I just do not think that the onus should be on me to prove that free will does not exist. Instead, those who do believe in free will, should be able to describe the mechanism behind it, and how the mind is able to violate rules that everything else in the universe seems bound by.

This debate is interesting, but I can agree that from a pragmatic standpoint, it is pretty useless.
 
Free will ? Nope.

My mom told me that according to Sylvia Browne our life pattern has already been determined before we are born.
 
Actually, Gate, that's why I started by asking "what do you mean by it?" To me "free will" merely means that nobody else takes the decisions for you, and their result is not pre-determined. You seem to think that if it's not a completely random thing, i.e., if you had any causes for that decision at all, then it wasn't free will.

My point is merely: is that causality _complete_? Was every single decision you ever took pre-determined by the data you have? I don't think anyone can make that kind of a claim yet.

Also it seems to me like you make a definitive claim that it doesn't exist and can't exist, so you do have a burden of proof in there. Just formulating the claim in the negative isn't a way out. E.g., if I claimed that aliens can't exist because they'd violate the laws of the universe, or that the sun doesn't exist and it's just an illusion, I'd still have a burden of proof even though it's in the negative.

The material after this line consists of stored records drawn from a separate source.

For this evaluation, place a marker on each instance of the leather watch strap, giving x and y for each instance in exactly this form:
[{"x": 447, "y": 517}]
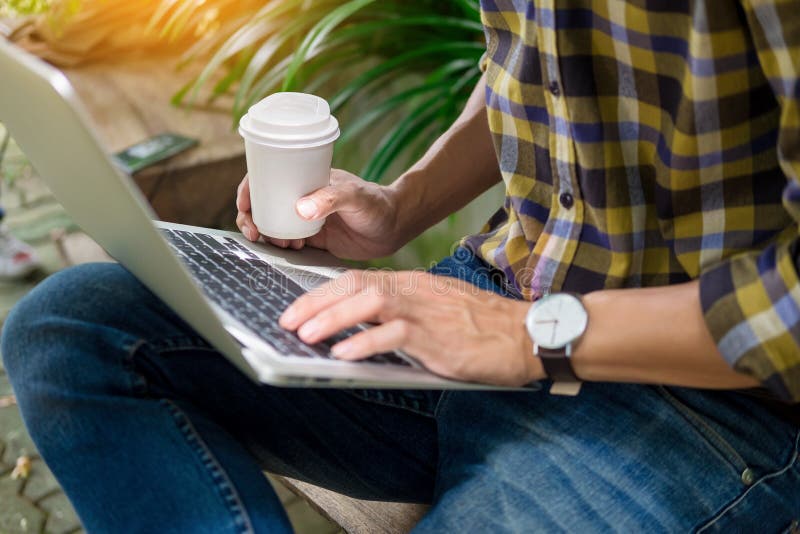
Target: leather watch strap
[
  {"x": 557, "y": 365},
  {"x": 559, "y": 369}
]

The only position that really doesn't need defending is not making a claim at all. Basically, "I haven't seen any evidence to make me believe in X, so I see no reason to bother with that."
 
Also, just to make it clear: the reason why I introduced the randomness of the world in this discussion was to elliminate the possibility of a long-term deterministic world. I.e., predestination.

That, of course, doesn't preclude more immediate determinism, but it does put some limits on much grander claims than that.
 
There are those who say that the world is either deterministic or not, and if it is not deterministic, there must be an element of randomness (probablility = biased randomness). But if deterministic, wherefore free will?

Free will doesn't exist. Randomness isn't free will and determinism isn't, either. Unless someone can propose a mechanism by which one makes decisions not randomly AND not based on previous experiences, that horse is dead, dead, dead.
 
Might've been thought-provoking before Socrates.
So something is no longer thought-provoking if it has a long history? ISTM that some people won't have discussed it and some who have might want to revisit it. It's entirely optional...
 
This debate is interesting, but I can agree that from a pragmatic standpoint, it is pretty useless.
A reasonably enlightened society has to discriminate between physical responsibility and moral or social responsibility. With lawyers ever more keen to use "My <genes/medication/behavioural modifier of choice> made me do it" defences, the task is becomes more difficult.